RS -- Water Bill 3 June 2021

After 25 Years, Veteran Bill Finally Gets Running Water To His Pine Ridge Home

At Running Strong for American Indian Youth® we have been providing water to Native American families on the Pine Ridge Indian Reservation for more than 30 years – ever since we heard from Oglala Sioux Tribal Chief Joe American Horse that access to water was his people’s most pressing need.

First, we delivered it by the truckload to families who would come out to carrying jugs and any other containers they had to fill up with water which would last them a few days. Later, we dug deep water wells providing families with all the water they needed for drinking, cooking, bathing and washing.

Then, in 2015, we initiated a pilot program – Mni Wiconi (Water is Life) to begin to connect households to the Oglala Sioux Rural Water Supply System main water service line which runs through the reservation.

But the sad fact is that for many, even though the water line crosses through their property, all that fresh, clean treated water is bypassing them because to connect to it a family is responsible for paying the cost for tapping into the water line, running the pipe to their home, installing what is known as a freezeless meter and an outdoor hydrant for those without a septic system.

The average cost is $7,500, — way out of reach for these Pine Ridge families, many who have been on a tribal and/or Indian Health Service waiting list for years.

For more than five years now, we have been working diligently with our Oglala Lakota contractor to connect these families to the water line through the spring, summer and fall months when the ground on the Great Plains isn’t frozen solid and to date we have served more than 150 families through the program.

Among them is Bill of Porcupine who has not had running water for 25 years who applied in May to Running Strong to have an outside hydrant installed at his home which does not have indoor plumbing after learning of our Mni Wiconi project from our contractor who in June ran more than 800 feet of 2-inch PVC water line pipe to his home.

Previously, Bill had been drinking water from a well – but that stopped when it was tested and the water was determined to have high levels of arsenic, above the accepted standards of the Environmental Protection Agency’s Safe Water Drinking Act.

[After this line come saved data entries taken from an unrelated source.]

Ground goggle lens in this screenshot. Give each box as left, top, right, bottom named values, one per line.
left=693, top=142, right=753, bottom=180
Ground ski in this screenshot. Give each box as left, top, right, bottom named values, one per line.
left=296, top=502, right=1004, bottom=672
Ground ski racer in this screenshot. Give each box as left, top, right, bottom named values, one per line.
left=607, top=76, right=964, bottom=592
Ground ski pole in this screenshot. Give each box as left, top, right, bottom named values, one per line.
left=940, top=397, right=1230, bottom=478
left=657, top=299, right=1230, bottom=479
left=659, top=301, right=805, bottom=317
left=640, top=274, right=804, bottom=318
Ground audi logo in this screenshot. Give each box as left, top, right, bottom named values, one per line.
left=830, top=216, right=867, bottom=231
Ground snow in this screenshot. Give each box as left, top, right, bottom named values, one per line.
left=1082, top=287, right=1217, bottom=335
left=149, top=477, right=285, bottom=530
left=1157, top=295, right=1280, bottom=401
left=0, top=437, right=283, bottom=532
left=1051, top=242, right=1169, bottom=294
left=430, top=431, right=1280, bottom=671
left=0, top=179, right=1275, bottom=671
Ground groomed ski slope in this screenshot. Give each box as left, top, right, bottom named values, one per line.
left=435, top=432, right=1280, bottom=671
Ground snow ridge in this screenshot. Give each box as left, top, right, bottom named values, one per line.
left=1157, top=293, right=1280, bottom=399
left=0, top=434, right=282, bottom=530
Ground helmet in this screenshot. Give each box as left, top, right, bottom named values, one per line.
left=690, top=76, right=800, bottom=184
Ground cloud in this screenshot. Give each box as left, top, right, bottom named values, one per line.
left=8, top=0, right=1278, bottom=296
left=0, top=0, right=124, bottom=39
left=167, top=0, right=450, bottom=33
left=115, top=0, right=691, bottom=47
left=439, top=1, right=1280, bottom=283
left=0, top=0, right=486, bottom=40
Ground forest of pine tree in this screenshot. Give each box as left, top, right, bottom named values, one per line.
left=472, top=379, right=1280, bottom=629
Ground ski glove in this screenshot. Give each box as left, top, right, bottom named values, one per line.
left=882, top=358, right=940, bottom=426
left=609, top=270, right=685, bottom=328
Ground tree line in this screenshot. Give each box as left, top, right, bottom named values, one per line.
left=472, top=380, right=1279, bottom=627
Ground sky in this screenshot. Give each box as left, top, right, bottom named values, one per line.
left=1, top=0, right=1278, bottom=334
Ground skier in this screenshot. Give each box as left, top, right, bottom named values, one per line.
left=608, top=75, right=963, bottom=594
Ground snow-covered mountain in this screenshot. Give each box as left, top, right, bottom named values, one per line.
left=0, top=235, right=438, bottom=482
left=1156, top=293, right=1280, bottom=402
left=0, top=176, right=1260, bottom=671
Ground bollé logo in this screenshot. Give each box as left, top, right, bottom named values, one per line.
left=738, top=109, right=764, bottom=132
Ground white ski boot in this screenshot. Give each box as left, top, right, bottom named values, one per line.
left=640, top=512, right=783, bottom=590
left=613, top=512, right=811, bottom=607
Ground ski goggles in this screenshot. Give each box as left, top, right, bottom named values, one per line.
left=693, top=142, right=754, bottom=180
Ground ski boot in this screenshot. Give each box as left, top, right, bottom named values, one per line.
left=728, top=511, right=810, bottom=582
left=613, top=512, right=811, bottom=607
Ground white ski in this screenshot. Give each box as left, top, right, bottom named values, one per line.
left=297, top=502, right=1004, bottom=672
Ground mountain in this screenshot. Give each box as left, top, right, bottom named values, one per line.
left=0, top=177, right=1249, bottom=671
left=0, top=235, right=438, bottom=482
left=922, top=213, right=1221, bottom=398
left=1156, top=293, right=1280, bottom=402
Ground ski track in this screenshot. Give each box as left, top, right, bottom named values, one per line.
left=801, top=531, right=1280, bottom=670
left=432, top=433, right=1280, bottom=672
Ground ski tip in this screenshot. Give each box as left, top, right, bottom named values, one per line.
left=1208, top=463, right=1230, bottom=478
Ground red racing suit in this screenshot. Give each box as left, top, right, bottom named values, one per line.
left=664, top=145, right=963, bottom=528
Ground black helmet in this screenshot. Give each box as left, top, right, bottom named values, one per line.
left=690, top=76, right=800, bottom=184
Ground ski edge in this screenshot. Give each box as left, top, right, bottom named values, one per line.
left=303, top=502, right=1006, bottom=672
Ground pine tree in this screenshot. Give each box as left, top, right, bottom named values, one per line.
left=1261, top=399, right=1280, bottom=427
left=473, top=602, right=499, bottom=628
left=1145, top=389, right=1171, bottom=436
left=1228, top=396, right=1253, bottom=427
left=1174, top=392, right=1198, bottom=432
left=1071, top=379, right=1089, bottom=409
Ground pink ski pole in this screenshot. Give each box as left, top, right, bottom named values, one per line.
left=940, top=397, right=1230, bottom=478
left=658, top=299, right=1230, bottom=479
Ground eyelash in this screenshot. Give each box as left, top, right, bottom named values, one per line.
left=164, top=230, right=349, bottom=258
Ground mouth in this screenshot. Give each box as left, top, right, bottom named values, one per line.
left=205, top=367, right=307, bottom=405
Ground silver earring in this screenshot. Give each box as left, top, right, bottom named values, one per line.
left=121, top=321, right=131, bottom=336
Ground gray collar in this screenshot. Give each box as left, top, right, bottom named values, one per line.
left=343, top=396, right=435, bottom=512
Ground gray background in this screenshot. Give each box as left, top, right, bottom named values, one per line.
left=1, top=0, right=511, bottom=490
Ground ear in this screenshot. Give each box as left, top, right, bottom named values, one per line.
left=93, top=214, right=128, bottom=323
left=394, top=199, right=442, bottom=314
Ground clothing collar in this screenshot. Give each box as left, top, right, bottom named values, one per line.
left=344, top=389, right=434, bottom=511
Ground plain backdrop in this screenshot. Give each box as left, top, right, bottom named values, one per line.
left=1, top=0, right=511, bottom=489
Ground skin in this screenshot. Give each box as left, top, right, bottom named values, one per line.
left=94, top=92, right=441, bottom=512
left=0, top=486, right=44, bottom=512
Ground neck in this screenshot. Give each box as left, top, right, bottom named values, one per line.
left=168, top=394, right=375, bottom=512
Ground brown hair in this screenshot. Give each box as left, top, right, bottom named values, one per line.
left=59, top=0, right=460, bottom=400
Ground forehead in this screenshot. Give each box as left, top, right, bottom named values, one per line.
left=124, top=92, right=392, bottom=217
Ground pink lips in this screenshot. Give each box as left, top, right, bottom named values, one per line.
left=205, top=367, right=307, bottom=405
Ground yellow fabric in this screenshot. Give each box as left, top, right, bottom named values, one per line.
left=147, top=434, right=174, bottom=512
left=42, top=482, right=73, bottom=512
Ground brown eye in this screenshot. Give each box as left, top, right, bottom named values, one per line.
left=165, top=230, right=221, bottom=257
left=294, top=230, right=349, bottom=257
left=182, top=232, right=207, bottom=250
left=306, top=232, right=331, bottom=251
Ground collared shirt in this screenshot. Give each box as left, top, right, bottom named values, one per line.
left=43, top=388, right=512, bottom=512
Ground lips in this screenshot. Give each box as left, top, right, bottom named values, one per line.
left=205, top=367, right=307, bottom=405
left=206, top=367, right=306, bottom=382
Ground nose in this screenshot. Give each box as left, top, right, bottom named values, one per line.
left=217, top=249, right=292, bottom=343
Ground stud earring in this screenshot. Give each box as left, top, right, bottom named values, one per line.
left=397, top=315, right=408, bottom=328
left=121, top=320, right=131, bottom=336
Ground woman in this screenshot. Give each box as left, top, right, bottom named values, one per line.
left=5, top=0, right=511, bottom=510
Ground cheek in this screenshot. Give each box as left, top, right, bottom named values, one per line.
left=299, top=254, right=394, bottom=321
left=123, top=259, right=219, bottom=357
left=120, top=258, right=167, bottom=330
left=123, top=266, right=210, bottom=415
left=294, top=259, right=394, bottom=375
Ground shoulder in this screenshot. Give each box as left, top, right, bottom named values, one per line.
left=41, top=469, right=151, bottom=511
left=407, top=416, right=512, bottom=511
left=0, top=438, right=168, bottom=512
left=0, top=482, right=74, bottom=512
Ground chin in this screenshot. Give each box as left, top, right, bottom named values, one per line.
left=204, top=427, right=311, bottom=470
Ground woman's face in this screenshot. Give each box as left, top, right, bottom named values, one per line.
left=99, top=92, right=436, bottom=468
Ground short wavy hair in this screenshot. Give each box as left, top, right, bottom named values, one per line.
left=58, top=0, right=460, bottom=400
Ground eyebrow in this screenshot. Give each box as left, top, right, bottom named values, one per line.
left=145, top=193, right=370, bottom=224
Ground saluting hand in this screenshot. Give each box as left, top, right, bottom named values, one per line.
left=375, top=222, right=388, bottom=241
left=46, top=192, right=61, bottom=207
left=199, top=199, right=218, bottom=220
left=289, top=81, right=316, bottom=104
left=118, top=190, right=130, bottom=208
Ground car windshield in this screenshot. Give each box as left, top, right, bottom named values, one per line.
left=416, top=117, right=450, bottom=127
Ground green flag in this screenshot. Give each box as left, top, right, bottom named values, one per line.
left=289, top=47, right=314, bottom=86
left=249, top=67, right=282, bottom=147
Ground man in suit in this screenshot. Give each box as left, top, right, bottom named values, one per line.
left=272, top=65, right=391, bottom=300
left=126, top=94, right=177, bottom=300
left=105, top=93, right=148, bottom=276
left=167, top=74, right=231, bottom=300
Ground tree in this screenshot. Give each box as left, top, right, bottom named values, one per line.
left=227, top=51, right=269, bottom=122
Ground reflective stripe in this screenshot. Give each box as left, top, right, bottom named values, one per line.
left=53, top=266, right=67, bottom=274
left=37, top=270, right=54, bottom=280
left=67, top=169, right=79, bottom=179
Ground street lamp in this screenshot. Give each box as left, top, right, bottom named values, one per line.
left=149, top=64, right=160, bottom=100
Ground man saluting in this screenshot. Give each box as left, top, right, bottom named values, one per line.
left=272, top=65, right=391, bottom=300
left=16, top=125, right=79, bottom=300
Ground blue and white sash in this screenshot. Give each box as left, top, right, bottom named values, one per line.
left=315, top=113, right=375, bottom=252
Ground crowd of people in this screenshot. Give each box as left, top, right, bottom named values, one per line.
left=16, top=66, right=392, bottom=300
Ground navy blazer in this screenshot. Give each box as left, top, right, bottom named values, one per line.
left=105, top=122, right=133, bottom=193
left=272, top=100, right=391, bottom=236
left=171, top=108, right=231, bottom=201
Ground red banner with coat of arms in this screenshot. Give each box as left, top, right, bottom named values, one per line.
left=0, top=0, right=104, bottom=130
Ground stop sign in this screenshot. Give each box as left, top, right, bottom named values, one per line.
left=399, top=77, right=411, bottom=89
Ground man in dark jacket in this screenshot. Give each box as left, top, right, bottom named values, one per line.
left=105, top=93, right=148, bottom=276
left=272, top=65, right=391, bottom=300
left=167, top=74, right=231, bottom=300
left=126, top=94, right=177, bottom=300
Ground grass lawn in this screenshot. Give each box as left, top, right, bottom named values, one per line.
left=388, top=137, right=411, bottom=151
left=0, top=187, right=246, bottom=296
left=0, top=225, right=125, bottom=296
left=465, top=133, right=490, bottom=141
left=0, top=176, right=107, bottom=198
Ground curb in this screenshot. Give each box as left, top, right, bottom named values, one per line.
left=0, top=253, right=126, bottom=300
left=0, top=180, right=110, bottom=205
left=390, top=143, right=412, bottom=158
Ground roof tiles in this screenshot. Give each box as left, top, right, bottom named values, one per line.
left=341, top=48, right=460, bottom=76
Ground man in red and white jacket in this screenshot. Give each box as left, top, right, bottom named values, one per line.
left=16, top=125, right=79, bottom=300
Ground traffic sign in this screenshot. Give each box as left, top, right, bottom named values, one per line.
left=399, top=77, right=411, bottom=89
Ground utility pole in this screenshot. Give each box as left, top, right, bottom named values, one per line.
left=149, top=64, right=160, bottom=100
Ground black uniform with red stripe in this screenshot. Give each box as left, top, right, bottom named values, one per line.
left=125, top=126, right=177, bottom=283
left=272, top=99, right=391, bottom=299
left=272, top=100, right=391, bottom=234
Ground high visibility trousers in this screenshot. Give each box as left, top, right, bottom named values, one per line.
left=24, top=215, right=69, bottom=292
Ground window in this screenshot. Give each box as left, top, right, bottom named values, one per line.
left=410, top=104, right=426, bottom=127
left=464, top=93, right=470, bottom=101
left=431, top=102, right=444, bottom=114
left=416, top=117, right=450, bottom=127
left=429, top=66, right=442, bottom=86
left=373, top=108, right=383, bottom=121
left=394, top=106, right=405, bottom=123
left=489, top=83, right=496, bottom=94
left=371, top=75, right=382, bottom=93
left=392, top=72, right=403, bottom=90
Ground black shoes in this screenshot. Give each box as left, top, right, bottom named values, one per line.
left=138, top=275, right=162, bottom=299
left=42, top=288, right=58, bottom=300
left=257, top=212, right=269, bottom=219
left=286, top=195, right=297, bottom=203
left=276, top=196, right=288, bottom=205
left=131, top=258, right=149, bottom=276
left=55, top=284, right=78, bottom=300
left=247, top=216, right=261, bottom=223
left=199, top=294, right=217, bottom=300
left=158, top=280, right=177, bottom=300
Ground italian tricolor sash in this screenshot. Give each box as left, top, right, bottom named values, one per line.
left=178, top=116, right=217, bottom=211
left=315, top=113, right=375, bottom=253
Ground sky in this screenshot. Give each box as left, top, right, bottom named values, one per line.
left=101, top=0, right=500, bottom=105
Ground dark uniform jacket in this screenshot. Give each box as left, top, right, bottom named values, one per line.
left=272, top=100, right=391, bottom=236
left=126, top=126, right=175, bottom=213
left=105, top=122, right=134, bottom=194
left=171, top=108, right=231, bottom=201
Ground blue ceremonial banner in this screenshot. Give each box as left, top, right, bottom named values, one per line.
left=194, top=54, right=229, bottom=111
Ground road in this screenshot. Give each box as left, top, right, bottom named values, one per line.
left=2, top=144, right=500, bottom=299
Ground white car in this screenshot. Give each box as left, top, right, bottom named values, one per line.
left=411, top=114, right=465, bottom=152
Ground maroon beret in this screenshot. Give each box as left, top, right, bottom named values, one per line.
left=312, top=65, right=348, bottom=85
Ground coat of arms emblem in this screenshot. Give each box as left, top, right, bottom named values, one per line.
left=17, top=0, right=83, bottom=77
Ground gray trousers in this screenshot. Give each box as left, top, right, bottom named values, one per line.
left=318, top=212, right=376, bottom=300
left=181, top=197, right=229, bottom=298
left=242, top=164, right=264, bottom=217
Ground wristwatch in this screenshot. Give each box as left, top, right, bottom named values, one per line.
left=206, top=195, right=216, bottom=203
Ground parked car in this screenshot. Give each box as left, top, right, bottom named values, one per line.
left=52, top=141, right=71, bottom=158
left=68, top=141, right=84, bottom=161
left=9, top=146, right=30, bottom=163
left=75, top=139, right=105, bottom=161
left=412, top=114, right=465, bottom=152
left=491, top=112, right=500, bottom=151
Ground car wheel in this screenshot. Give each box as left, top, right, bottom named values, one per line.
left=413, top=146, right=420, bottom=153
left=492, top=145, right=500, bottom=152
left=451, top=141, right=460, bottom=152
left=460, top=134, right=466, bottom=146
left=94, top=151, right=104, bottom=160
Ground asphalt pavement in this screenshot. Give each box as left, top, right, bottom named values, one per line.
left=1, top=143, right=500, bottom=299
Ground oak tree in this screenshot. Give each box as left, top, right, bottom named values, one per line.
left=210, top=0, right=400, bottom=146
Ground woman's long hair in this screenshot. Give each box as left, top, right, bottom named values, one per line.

Bill is a 75-year-old disabled elder and a veteran who lives alone who now has access to all the water he needs without having to haul it himself or rely on others to bring it to him. In addition, he has applied to the Veterans Administration for a grant for the purchase of a handicap shower, toilet and sink.

In the next 12 months our goal is to connect 50 more families to the water line, easing a burden that is unimaginable for the vast majority of Americans who take it for granted that all they do for water is turn on a tap in the kitchen or bathroom sink.